= The Jane Pickens Show =

American radio and TV musical series

The Jane Pickens Show is the title of an American musical television series which aired January 31, 1954 - September 5, 1954, on ABC and a radio program broadcast on NBC from 1948 to 1949 and again from 1951 to 1957.

==TV series==
The music program aired in 15-minute time slots and starred popular radio singer Jane Pickens with the backup vocal group The Vikings. The show was broadcast on Sundays, initially from 9:15 to 9:30 p.m. Eastern Time. In April 1954 it was moved to 6:30-6:45 p.m., and in July 1954 it was returned to its original time.

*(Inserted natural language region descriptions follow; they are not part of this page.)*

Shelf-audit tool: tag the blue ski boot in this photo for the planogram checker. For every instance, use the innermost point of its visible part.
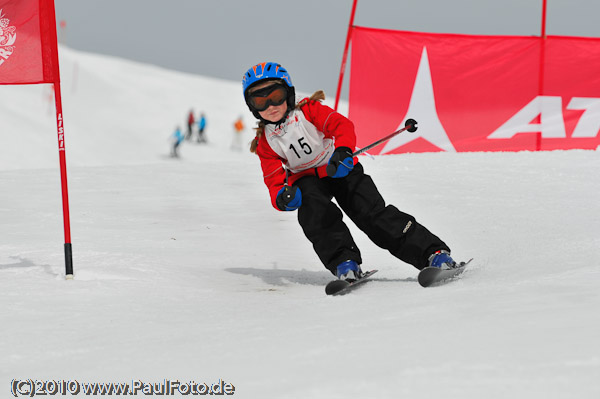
(348, 270)
(442, 260)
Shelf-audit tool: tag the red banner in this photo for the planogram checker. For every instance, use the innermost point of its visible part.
(28, 52)
(474, 93)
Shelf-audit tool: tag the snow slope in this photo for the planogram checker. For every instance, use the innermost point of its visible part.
(183, 271)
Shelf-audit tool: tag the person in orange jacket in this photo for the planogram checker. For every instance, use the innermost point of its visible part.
(238, 129)
(295, 143)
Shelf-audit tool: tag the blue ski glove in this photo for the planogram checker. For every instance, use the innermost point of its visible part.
(340, 163)
(289, 198)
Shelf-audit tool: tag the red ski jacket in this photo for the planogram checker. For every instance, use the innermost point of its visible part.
(333, 126)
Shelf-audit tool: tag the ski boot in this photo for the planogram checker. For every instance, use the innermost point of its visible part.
(442, 260)
(348, 270)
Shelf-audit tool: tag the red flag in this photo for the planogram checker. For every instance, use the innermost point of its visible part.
(29, 55)
(475, 93)
(28, 49)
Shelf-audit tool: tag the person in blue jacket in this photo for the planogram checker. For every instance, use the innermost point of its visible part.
(176, 139)
(201, 127)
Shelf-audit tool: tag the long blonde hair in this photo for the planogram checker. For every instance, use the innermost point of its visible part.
(260, 129)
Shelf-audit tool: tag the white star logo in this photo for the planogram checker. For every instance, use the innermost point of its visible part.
(422, 109)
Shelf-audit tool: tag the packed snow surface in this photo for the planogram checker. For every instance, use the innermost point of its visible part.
(184, 272)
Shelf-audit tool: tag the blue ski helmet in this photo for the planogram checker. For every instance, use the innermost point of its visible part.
(265, 71)
(268, 71)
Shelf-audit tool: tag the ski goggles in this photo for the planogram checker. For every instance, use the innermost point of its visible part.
(262, 99)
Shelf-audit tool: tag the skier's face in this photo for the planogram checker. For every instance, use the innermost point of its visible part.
(273, 113)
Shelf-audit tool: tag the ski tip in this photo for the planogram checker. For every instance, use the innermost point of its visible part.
(336, 286)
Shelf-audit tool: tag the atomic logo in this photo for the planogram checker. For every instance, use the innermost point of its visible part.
(8, 36)
(422, 109)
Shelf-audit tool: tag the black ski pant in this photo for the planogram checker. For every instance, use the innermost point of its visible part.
(357, 195)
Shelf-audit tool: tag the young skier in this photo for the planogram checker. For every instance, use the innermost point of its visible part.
(295, 142)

Music programs aired in 15-minute time-slots were a common type of show on the then-"Big 4" U.S. networks, with many popular singers such as Dinah Shore, Eddie Fisher, Perry Como etc. doing such series. They typically ran for 12–13 minutes excluding the ads, and many accompanied the evening news, which in those days was also 15-minutes.

===Episode status===
Four episodes are held by the UCLA Film and Television Archive.

==Radio==

The Jane Pickens Show began on NBC radio on June 29, 1948, as a summer program. It returned on October 24, 1948, running until March 20, 1949, and returned again on July 4, 1949, ending on August 22, 1949. A longer run began on February 5, 1951, and continued until June 12, 1955. The show's final radio run (also known as Pickens Party) began on December 3, 1955, and ended on April 13, 1957.

Besides Pickens, Jack Kilty was heard regularly on the show in 1948 and Bob Houston was a regular in 1949. Robert Warren was the announcer in 1948. Norman Cloutier led the orchestra in 1948–49. Edwin L. Dunham was the program's director.

===Critical response===
The trade publication Variety described the premiere of the 1948 series as "a pleasant, unpretentious newcomer to radio" and complimented the singing of Pickens and Kilty.